The Drifter (Peter Ash #1)

“You missed it,” said Dinah.

“Just checking out the area,” said Peter, his head on a swivel as he took in the building layout, the alleys and exits. “Old habit.” One that he wasn’t going to break. Especially not when a man with a gun was watching Dinah’s house.

He drove in an outward spiral, checking the surrounding area. The neighborhood was seriously beaten down. More businesses were closed than open. Graffiti was everywhere, from basic tags on the crumbling houses and bullet-pocked road signs to elaborate multicolor displays on boarded-up corner stores. But Lewis’s building, whose neat brick and clean paint should have been prime canvas, was oddly pristine.

He looked in the rearview. The Ford had disappeared.

Peter swung around the block and parked at the curb.

Before Dinah could open the door, Peter put a hand on her arm.

“Wait,” he said. “Tell me about this Lewis.”

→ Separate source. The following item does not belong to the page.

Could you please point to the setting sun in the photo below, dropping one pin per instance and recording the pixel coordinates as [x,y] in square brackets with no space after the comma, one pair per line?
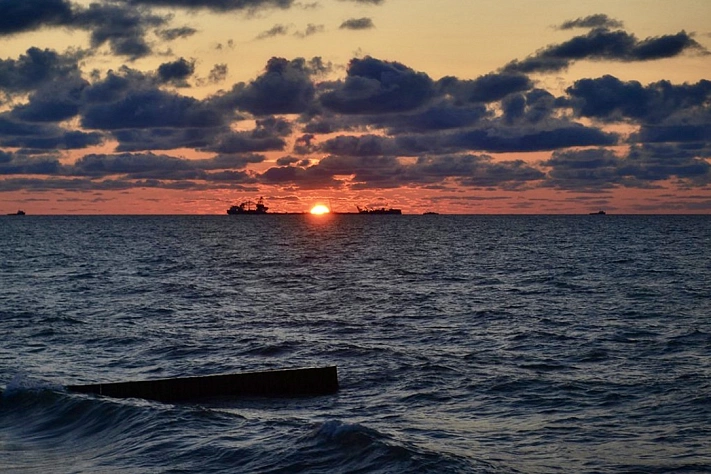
[320,209]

“We were friends once,” she said. “Lewis and James and I. But things ended badly.” She didn’t elaborate.

“Okay,” said Peter. “But why do you think the money is his?”

“Lewis has his fingers in a lot of things,” said Dinah. “They’re all about money.” She angled her head toward Shorty’s. “And James worked at his bar.”

She pulled her arm away, set the paper bag on the floor, and slipped out of the truck. She walked not toward the bar entrance but toward the side door, the boarded-up section with the security camera.

Peter took the Army .45 from under the seat, tucked it into the back of his pants where his coat would hide it, and jogged after her. The heavy steel door was already closing behind her when he got there.

He felt the flare of the white static as he reached for the knob.

The space inside was bigger than Peter had expected, a big rectangular room. The outer walls were brick, probably a foot thick, and still showed pale patches where stubborn plaster remained. It looked like someone had taken out most of the interior walls. The oak floor was patched in places, the old finish turned orange with age. Once it had been an office. Now it was something else that wasn’t quite clear.

The jittery pressure of the static reminded him to look for the exits. The windows were covered with plywood, so that was no help. There was a door in the back that likely led to another way out, along with a bathroom and maybe stairs to the basement.

In the center of the room stood a walnut trestle table, at least ten feet long and probably custom-made, but only three rickety mismatched chairs. At the head of the table, atop an oil-stained towel, a shotgun lay in its component pieces, broken down for cleaning. It looked like a 10-gauge autoloader, with a fat bore and a shortened barrel. It would clear a room like a hand grenade.

Behind the table was a secondhand bar, worn smooth by thousands of hands. Peter could see the severed end where it had been torn from the wall of some defunct tavern or hotel. A bank of four small security monitors was set on top, and a stainless-steel fridge stood in the corner. At the far end of the room, a U-shaped formation of black leather couches faced an enormous television tuned to ESPN with the sound off.

Two men sat on the couches, feet up, newspapers spread open in their hands, staring at Dinah like they’d never seen a woman before. Dinah fixed them with a regal look that carried all the natural authority of an ER nurse and the mother of willful boys. Now Peter understood why she had changed her clothes.

“Where is Lewis?” she said.

They stared at her for a moment before they saw Peter, who was standing right beside her.

That got them off the couch.

They were big men in worn T-shirts and faded jeans. Their hair was cropped short, their faces lined from sun and wind. Peter watched them come around the couch, flanking him automatically.

They moved like they knew what they were doing and had been doing it together for a while.

The static flared up higher, tension now in his shoulders and arms. This was useful static, making him ready.

The men glanced at Dinah from time to time—they probably couldn’t help themselves; Peter had the same problem—but mostly they watched Peter. He was a big man, too, in worn work clothes and sand-colored combat boots, with the same air of semi-domestication.

Peter figured they had all been to the same finishing school. The one where the dress code called for camouflage, desert brown.